Ying Fangli, Go Wilten, Li Zilong, Ouyang Chaoqian, Phaphuangwittayakul Aniwat, Dhuny Riyad
Department of Computer Science and Engineering, State Key Laboratory of Bioreactor Engineering, East China University of Science and Technology, Shanghai 200237, China.
International College of Digital Innovation, Chiang Mai University, Chiang Mai 50200, Thailand.
Int J Mol Sci. 2025 Jul 30;26(15):7387. doi: 10.3390/ijms26157387.
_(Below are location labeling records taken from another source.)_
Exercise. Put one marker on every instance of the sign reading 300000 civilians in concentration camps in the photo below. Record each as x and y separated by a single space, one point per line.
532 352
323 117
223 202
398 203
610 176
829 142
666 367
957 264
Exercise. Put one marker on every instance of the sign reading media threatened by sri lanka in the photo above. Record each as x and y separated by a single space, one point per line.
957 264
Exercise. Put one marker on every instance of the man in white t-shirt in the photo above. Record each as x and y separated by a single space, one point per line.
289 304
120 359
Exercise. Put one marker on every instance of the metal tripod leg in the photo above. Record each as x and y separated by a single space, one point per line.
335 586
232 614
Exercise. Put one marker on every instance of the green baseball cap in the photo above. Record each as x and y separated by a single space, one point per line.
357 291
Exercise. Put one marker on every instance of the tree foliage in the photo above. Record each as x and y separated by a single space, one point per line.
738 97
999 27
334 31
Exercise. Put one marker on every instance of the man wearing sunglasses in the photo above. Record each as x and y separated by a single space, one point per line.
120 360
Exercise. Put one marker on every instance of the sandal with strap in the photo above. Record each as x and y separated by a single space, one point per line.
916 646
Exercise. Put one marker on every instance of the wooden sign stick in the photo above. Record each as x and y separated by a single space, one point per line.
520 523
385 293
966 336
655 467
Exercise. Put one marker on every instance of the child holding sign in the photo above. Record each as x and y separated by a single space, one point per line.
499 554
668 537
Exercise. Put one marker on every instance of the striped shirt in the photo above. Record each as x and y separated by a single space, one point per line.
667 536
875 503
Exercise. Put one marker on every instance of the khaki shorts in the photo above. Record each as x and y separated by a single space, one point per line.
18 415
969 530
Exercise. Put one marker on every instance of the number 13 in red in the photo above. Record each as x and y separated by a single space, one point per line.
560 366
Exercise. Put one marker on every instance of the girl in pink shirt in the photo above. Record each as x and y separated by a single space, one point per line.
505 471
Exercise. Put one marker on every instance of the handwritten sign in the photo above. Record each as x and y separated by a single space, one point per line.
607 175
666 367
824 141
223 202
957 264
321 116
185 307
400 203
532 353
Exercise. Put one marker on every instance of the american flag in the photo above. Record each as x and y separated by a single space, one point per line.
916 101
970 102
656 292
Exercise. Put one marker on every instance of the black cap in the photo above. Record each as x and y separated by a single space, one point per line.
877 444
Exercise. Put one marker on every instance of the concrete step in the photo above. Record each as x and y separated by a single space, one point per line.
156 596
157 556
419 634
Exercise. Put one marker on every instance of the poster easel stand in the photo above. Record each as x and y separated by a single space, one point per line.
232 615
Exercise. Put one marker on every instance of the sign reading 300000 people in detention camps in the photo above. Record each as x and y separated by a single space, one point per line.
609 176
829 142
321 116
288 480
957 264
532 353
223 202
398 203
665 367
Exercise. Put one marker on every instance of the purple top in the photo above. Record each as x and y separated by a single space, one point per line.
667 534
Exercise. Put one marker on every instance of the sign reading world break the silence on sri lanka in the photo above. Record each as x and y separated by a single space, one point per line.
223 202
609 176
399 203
Antimicrobial peptides (AMPs) provide a robust alternative to conventional antibiotics, combating escalating microbial resistance through their diverse functions and broad pathogen-targeting abilities. While current deep learning technologies enhance AMP generation, they face challenges in developing multifunctional AMPs due to intricate amino acid interdependencies and limited consideration of diverse functional activities. To overcome this challenge, we introduce a novel de novo multifunctional AMP design framework that enhances a Feedback Generative Adversarial Network (FBGAN) by integrating a global quantitative AMP activity regression module and a multifunctional-attribute integrated prediction module. This integrated approach not only facilitates the automated generation of potential AMP candidates, but also optimizes the network's ability to assess their multifunctionality. Initially, by integrating an effective pre-trained regression and classification model with feedback-loop mechanisms, our model can not only identify potential valid AMP candidates, but also optimizes computational predictions of Minimum Inhibitory Concentration (MIC) values. Subsequently, we employ a combinatorial predictor to simultaneously identify and predict five multifunctional AMP bioactivities, enabling the generation of multifunctional AMPs. The experimental results demonstrate the efficiency of generating AMPs with multiple enhanced antimicrobial properties, indicating that our work can provide a valuable reference for combating multi-drug-resistant infections.
抗菌肽(AMPs)为传统抗生素提供了一种强大的替代方案,通过其多样的功能和广泛的病原体靶向能力来对抗不断升级的微生物耐药性。虽然当前的深度学习技术增强了抗菌肽的生成,但由于复杂的氨基酸相互依赖性以及对多样功能活性的考虑有限,它们在开发多功能抗菌肽方面面临挑战。为了克服这一挑战,我们引入了一种新颖的从头多功能抗菌肽设计框架,通过整合全局定量抗菌肽活性回归模块和多功能属性综合预测模块来增强反馈生成对抗网络(FBGAN)。这种整合方法不仅有助于自动生成潜在的抗菌肽候选物,还优化了网络评估其多功能性的能力。首先,通过将有效的预训练回归和分类模型与反馈回路机制相结合,我们的模型不仅可以识别潜在的有效抗菌肽候选物,还能优化最小抑菌浓度(MIC)值的计算预测。随后,我们采用组合预测器同时识别和预测五种多功能抗菌肽生物活性,从而实现多功能抗菌肽的生成。实验结果证明了生成具有多种增强抗菌特性的抗菌肽的效率,表明我们的工作可为对抗多重耐药感染提供有价值的参考。